257. Diferencias, en 400 palabras (ciento setenta y nueve).

Diferencias

A él le gustaba el deporte; a ella, no. A ella le gustaba el cine; a él, no. Ella era ordenada; él, un desorden en sí mismo. Él era la decisión personificada; ella, la indecisión más absoluta. Él era de ideas fijas; ella, una variación continua. Él quería siempre; a ella le dolía la cabeza. Ella trabajaba en la oficina y en casa; él sólo trabajaba en la oficina, muchas horas, eso sí, y en casa descansaba. Él nunca entendía que ella estuviera cansada; ella no entendía que él no la entendiera. A ella le encantaba leer; él prefería la tele, más si retransmitían deporte. Él madrugaba; ella, trasnochaba. Ella aprendía francés; él, inglés. Ella cocinaba; él, a lo sumo, hacía el café. Ella quería tener un hijo; él prefería esperar. A él le volvía loco viajar al extranjero; ella prefería no salir de España. A ella le encantaba la playa; él huía del sol. Él era alto y fuerte; ella, un metro sesenta y delgada. Ella disfrutaba practicando nudismo; él era un pacato. A él le atraían casi todas las mujeres; a ella, ningún hombre excepto él. Ella era generosa; él, egoísta. Él fumaba; ella, no. Él bebía; ella, no. Ella comía frugalmente; él comía de forma exagerada. A él le gustaba comer fuera de casa; a ella, comer en casa. Él no reparaba en gastos; ella era ahorradora. Él necesitaba aclarar las cosas cuando discutían y llegar al fondo de la cuestión; ella, dejar el tema y no profundizar.
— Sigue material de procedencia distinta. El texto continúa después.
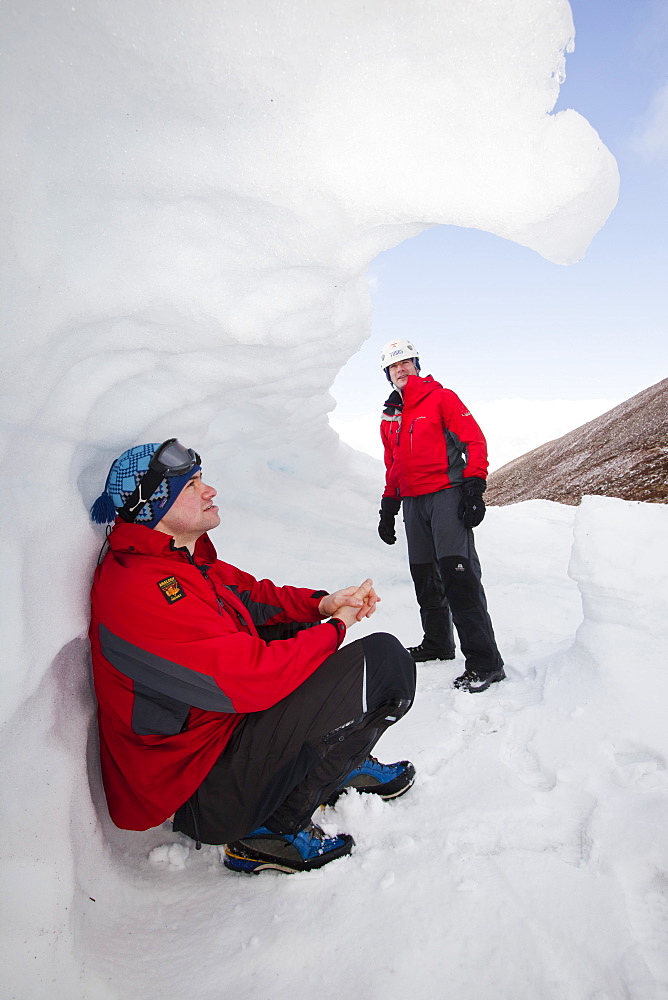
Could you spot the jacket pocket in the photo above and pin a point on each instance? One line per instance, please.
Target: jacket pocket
(155, 714)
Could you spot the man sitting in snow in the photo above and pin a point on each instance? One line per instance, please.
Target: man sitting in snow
(206, 712)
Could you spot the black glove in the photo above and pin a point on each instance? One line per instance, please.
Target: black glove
(389, 508)
(472, 506)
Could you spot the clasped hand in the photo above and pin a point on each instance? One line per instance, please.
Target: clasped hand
(351, 604)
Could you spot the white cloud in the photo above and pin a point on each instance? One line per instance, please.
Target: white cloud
(512, 426)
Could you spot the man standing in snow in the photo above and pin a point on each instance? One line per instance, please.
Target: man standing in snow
(436, 462)
(207, 714)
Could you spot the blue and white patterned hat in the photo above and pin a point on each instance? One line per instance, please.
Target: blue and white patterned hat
(125, 475)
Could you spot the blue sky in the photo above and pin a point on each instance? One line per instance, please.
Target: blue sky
(493, 319)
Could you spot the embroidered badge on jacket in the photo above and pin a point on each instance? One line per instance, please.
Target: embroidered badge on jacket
(171, 589)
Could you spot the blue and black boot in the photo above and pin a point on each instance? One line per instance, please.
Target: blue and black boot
(263, 850)
(389, 781)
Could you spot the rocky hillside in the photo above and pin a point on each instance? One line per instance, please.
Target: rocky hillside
(623, 453)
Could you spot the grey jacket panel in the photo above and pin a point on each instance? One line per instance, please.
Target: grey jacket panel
(260, 613)
(164, 677)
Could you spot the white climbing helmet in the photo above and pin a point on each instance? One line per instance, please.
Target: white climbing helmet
(398, 350)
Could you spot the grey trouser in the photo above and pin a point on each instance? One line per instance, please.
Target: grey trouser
(435, 534)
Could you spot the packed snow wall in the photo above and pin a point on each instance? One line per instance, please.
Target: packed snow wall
(195, 192)
(193, 195)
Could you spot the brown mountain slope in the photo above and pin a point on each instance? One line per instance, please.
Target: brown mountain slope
(623, 453)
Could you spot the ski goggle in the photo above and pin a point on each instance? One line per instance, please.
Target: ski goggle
(173, 459)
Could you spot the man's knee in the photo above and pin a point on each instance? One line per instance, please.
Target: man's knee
(390, 672)
(462, 584)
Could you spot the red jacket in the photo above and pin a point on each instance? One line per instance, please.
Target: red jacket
(431, 440)
(177, 661)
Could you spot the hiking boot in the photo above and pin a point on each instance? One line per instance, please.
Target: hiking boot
(473, 682)
(389, 781)
(263, 850)
(425, 651)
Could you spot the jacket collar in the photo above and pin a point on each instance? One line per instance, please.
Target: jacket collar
(417, 388)
(145, 541)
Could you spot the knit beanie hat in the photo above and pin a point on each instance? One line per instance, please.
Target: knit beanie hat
(124, 477)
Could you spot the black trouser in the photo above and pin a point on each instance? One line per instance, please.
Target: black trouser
(434, 608)
(280, 764)
(435, 533)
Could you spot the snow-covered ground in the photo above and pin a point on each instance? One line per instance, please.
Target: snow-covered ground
(528, 861)
(194, 193)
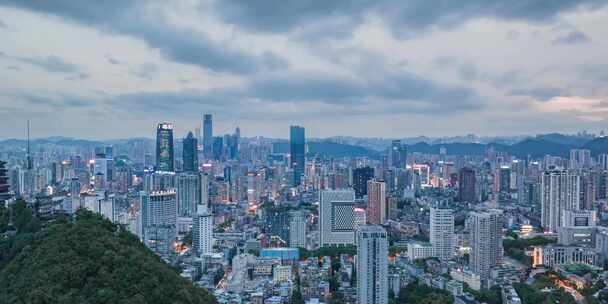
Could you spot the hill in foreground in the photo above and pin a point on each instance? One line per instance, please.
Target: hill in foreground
(89, 261)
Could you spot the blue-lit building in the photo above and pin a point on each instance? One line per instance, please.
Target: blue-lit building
(285, 254)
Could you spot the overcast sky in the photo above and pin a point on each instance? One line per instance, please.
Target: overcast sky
(114, 68)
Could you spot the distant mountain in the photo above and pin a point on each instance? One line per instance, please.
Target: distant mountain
(88, 261)
(597, 146)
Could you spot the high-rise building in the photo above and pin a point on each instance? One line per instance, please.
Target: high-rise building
(159, 219)
(218, 148)
(297, 229)
(208, 135)
(372, 265)
(580, 158)
(360, 178)
(336, 217)
(376, 202)
(560, 191)
(188, 194)
(202, 230)
(297, 145)
(442, 232)
(190, 153)
(5, 194)
(485, 228)
(466, 185)
(164, 148)
(398, 154)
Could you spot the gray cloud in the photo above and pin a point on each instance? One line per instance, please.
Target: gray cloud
(147, 70)
(405, 17)
(51, 63)
(572, 38)
(134, 18)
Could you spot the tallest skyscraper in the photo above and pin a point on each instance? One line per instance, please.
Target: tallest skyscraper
(208, 135)
(164, 147)
(297, 144)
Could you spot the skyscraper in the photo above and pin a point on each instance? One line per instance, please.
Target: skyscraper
(190, 153)
(208, 135)
(560, 191)
(466, 185)
(202, 230)
(376, 202)
(336, 217)
(164, 147)
(188, 194)
(297, 229)
(372, 265)
(360, 178)
(442, 232)
(159, 219)
(485, 228)
(297, 144)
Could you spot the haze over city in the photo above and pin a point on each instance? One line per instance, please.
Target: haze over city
(390, 69)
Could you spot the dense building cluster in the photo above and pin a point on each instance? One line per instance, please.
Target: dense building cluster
(260, 220)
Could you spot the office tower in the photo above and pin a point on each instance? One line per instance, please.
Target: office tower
(398, 155)
(297, 144)
(164, 148)
(504, 179)
(159, 218)
(190, 153)
(580, 158)
(188, 194)
(218, 148)
(360, 178)
(5, 194)
(442, 232)
(376, 202)
(276, 222)
(560, 191)
(204, 194)
(297, 229)
(360, 218)
(485, 228)
(372, 265)
(466, 185)
(202, 230)
(336, 217)
(208, 135)
(602, 160)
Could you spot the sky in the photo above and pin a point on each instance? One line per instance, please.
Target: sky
(395, 68)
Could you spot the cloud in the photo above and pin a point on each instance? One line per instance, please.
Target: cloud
(147, 21)
(51, 63)
(573, 37)
(147, 70)
(404, 17)
(539, 93)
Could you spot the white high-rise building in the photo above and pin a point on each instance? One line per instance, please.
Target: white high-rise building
(204, 189)
(202, 230)
(337, 217)
(188, 194)
(372, 265)
(485, 228)
(297, 229)
(442, 232)
(560, 191)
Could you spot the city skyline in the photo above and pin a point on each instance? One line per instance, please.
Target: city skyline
(336, 69)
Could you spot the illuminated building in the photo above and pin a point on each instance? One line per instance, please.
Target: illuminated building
(372, 265)
(297, 147)
(190, 153)
(164, 148)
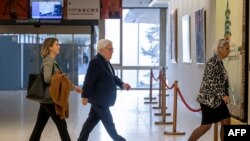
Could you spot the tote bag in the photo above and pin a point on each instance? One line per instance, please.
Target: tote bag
(38, 90)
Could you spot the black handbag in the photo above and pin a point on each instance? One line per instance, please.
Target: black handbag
(38, 90)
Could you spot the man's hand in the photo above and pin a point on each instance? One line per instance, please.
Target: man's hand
(126, 86)
(84, 101)
(78, 89)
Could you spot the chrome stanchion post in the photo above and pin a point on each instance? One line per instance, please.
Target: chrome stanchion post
(175, 113)
(150, 89)
(163, 108)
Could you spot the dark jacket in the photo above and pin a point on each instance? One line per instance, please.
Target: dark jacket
(100, 83)
(59, 91)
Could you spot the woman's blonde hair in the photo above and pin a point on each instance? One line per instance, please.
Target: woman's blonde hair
(221, 43)
(48, 42)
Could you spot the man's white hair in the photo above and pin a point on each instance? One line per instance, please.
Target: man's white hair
(102, 44)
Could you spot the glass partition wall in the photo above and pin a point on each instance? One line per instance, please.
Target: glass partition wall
(74, 57)
(139, 49)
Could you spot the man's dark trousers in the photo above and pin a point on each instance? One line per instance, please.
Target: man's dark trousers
(96, 114)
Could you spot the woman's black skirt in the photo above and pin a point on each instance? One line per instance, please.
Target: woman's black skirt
(213, 115)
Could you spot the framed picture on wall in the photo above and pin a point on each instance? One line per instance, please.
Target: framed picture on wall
(173, 35)
(186, 49)
(200, 36)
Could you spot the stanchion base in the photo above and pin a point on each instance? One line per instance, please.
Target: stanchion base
(163, 123)
(149, 98)
(160, 114)
(165, 95)
(174, 133)
(150, 102)
(158, 107)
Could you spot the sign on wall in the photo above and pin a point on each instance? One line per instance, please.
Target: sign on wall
(83, 9)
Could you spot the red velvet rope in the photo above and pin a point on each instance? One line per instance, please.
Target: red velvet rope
(185, 103)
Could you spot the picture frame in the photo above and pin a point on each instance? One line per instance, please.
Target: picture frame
(173, 36)
(186, 40)
(200, 36)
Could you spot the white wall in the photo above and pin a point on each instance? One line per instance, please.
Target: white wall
(189, 75)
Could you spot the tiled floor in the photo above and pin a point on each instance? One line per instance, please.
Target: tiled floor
(134, 120)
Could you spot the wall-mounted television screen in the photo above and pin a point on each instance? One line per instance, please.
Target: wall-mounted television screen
(46, 9)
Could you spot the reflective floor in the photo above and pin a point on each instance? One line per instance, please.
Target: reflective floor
(134, 120)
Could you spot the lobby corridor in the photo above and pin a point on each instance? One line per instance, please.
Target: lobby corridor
(134, 120)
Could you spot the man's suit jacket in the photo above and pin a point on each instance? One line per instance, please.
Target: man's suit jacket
(100, 82)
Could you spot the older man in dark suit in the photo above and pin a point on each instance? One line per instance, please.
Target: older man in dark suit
(99, 89)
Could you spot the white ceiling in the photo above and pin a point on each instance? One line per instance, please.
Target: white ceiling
(145, 3)
(137, 13)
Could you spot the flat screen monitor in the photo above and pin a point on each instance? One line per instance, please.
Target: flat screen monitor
(46, 10)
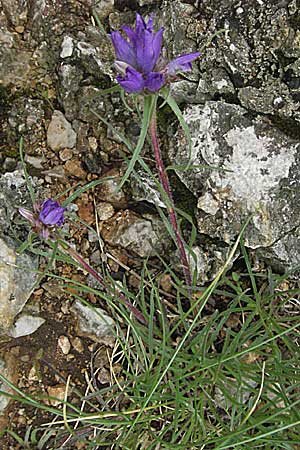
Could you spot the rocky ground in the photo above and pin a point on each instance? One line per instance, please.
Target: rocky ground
(241, 103)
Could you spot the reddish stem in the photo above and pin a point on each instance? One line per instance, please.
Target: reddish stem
(171, 211)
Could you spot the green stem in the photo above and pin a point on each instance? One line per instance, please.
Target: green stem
(121, 297)
(170, 206)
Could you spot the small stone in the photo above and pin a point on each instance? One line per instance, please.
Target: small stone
(15, 284)
(20, 29)
(26, 325)
(35, 162)
(104, 376)
(109, 189)
(93, 143)
(134, 233)
(166, 282)
(60, 133)
(65, 154)
(105, 210)
(75, 169)
(9, 164)
(92, 322)
(33, 375)
(67, 47)
(57, 393)
(77, 344)
(64, 344)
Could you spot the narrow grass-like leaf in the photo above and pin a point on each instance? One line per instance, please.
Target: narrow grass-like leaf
(149, 107)
(27, 177)
(176, 110)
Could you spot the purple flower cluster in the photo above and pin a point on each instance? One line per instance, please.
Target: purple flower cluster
(49, 214)
(140, 60)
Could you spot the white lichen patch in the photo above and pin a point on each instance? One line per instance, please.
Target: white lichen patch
(257, 165)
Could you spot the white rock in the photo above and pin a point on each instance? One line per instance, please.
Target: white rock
(60, 133)
(26, 325)
(92, 322)
(15, 284)
(64, 344)
(66, 47)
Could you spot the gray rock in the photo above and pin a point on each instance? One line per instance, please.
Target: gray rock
(17, 279)
(8, 369)
(17, 272)
(258, 178)
(145, 236)
(67, 47)
(143, 188)
(15, 11)
(93, 322)
(60, 133)
(25, 325)
(103, 8)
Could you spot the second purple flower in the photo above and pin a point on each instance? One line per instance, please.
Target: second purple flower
(140, 61)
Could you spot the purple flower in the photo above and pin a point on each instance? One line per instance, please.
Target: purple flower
(47, 215)
(51, 213)
(140, 58)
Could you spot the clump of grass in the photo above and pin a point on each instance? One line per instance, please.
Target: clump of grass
(194, 379)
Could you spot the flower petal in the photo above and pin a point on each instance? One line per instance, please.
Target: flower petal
(154, 81)
(52, 213)
(182, 63)
(130, 33)
(27, 214)
(132, 82)
(123, 49)
(148, 49)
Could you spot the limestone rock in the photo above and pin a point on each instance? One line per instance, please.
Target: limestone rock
(93, 322)
(25, 325)
(17, 278)
(258, 177)
(143, 235)
(60, 133)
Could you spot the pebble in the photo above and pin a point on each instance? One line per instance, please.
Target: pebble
(64, 344)
(77, 344)
(25, 325)
(60, 133)
(105, 210)
(65, 154)
(75, 169)
(67, 47)
(57, 391)
(92, 322)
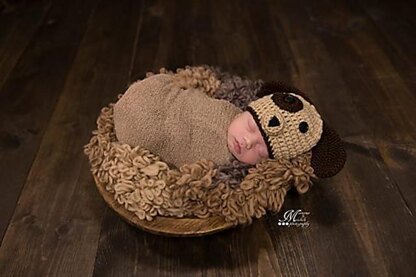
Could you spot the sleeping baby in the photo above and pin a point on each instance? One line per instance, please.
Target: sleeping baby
(183, 126)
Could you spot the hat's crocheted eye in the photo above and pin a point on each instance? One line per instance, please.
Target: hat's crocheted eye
(274, 122)
(303, 127)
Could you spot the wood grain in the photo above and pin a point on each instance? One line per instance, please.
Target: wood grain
(60, 62)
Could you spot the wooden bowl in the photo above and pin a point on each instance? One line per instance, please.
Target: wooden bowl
(168, 226)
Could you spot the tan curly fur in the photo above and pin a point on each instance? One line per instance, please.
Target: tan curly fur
(148, 187)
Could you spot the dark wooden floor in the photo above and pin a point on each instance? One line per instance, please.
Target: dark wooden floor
(61, 61)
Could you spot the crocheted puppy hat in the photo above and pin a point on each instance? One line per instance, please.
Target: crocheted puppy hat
(291, 125)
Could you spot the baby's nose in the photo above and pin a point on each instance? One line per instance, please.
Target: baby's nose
(249, 142)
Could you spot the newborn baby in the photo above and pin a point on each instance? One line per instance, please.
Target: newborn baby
(185, 125)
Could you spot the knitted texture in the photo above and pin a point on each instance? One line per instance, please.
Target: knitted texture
(281, 128)
(146, 186)
(181, 124)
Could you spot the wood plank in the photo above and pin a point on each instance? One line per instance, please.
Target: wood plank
(29, 96)
(56, 225)
(18, 23)
(366, 222)
(395, 24)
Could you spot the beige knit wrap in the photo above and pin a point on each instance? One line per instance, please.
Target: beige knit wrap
(181, 125)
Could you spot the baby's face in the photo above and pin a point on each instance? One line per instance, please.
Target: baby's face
(245, 141)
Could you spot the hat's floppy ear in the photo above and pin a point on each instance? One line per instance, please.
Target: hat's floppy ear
(279, 87)
(328, 155)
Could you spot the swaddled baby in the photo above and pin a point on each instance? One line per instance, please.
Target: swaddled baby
(185, 125)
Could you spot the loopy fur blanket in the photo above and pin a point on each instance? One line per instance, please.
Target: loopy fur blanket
(147, 186)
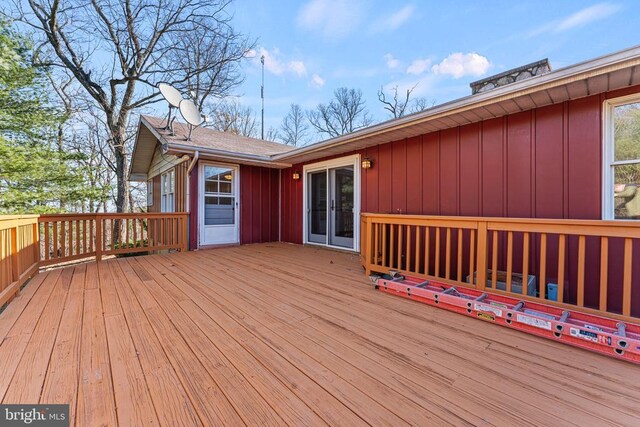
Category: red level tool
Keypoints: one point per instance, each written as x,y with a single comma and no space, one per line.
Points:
595,333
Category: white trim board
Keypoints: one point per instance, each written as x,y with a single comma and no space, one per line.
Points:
608,152
328,164
201,226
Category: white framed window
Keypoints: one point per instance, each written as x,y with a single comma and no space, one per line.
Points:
621,155
168,187
150,192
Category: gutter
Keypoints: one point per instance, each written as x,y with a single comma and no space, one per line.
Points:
604,64
193,162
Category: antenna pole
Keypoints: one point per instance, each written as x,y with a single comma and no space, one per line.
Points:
262,97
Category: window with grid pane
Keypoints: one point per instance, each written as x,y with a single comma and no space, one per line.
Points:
219,197
167,186
622,159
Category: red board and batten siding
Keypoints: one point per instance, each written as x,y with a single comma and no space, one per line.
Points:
540,163
258,205
259,195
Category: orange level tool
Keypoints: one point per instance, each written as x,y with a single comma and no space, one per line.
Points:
596,333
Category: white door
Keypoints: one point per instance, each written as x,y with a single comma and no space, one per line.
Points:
219,207
331,202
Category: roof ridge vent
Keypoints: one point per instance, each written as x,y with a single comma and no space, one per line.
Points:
511,76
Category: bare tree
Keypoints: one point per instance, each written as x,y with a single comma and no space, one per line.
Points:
140,37
273,134
422,103
346,113
294,129
231,116
202,48
394,103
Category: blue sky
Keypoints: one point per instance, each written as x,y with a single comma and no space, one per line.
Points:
313,47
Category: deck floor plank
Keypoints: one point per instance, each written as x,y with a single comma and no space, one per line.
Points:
278,334
18,337
62,378
248,403
134,406
95,402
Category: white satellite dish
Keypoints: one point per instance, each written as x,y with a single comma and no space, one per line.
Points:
173,97
191,115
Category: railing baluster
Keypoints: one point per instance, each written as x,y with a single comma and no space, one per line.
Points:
407,253
494,261
543,266
626,281
55,239
604,272
47,241
525,264
417,258
437,264
384,245
399,254
63,238
472,255
447,265
581,256
460,232
509,260
427,249
561,256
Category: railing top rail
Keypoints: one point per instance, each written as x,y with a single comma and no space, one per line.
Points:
495,220
11,221
49,217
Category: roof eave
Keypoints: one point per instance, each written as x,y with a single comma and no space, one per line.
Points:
600,65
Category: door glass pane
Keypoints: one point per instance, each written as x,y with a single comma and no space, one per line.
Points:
318,207
626,132
219,201
627,191
218,210
343,204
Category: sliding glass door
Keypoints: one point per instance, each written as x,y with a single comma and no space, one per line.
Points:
331,207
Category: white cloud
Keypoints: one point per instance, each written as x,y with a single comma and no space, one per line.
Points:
581,18
395,20
462,64
392,62
317,81
587,15
419,66
277,66
298,68
333,19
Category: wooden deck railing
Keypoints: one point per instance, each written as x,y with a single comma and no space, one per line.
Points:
68,237
19,253
593,266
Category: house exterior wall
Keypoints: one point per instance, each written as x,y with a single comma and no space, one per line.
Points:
259,209
180,199
541,163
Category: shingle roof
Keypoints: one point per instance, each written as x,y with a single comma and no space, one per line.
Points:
209,138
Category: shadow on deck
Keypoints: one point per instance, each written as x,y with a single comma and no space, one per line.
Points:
277,334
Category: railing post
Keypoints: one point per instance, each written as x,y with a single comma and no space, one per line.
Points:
184,234
481,275
15,256
98,238
36,241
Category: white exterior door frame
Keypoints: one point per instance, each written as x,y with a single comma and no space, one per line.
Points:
353,160
207,233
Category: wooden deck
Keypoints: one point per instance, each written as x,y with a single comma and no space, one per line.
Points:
278,334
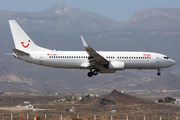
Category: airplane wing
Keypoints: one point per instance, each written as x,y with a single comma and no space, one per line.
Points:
94,58
19,52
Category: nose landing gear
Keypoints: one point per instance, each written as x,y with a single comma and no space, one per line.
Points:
158,73
91,73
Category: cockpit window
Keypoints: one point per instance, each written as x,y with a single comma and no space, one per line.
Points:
166,57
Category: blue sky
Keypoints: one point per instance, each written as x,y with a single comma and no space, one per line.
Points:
119,10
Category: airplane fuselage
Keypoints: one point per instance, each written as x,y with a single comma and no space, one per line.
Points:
96,61
74,59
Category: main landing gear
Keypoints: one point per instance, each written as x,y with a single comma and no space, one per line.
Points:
158,73
91,73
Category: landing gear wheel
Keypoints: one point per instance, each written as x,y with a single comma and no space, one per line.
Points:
158,73
95,72
90,74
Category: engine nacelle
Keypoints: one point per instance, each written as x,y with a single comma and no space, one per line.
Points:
116,65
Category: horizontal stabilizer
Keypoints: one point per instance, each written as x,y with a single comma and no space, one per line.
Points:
19,52
9,53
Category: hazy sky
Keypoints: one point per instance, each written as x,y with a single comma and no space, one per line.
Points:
119,10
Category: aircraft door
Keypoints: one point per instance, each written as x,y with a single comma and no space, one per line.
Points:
40,58
157,60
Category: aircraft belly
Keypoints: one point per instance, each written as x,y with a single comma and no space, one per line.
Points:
63,63
138,65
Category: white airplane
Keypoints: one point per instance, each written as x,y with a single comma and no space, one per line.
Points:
97,62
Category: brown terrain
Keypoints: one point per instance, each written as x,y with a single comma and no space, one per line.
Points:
124,104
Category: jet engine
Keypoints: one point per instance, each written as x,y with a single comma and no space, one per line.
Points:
116,65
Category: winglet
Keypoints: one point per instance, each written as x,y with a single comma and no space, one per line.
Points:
84,42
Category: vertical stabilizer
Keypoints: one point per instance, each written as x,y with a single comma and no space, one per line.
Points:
21,40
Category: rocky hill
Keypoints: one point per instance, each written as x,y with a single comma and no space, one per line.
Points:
167,81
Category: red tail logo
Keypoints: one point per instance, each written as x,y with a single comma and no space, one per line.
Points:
24,45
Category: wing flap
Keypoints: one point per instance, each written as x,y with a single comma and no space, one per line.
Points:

Cuando él se enfadaba, hablaba sin parar; ella, en cambio, cuando se enfadaba, callaba. Él perdonaba pronto; ella tardaba mucho más. Ella era rubia; él, moreno. Él era celoso; ella, no. Él era ambicioso; ella, se conformaba con lo que tenían. Si por él fuera, cambiarían de coche cada año; a ella le daba absolutamente igual. Ella quería una casa en la playa; él, en la nieve. Él practicaba esquí; ella, hacía natación. Ella andaba mucho; él odiaba caminar. Él era previsible; ella, imprevisible. Él no sabía mentir; ella, sí. Él era débil; ella, fuerte. Él era más sensible que ella. A él le seducía la pereza; ella era diligente. A ella le gustaban los animales; él los odiaba. Ella tenía un perro; él nunca lo consideró suyo. Ella bailaba muy bien; él era un patoso.

Y, a pesar de todo, o quizá por eso, se amaban locamente.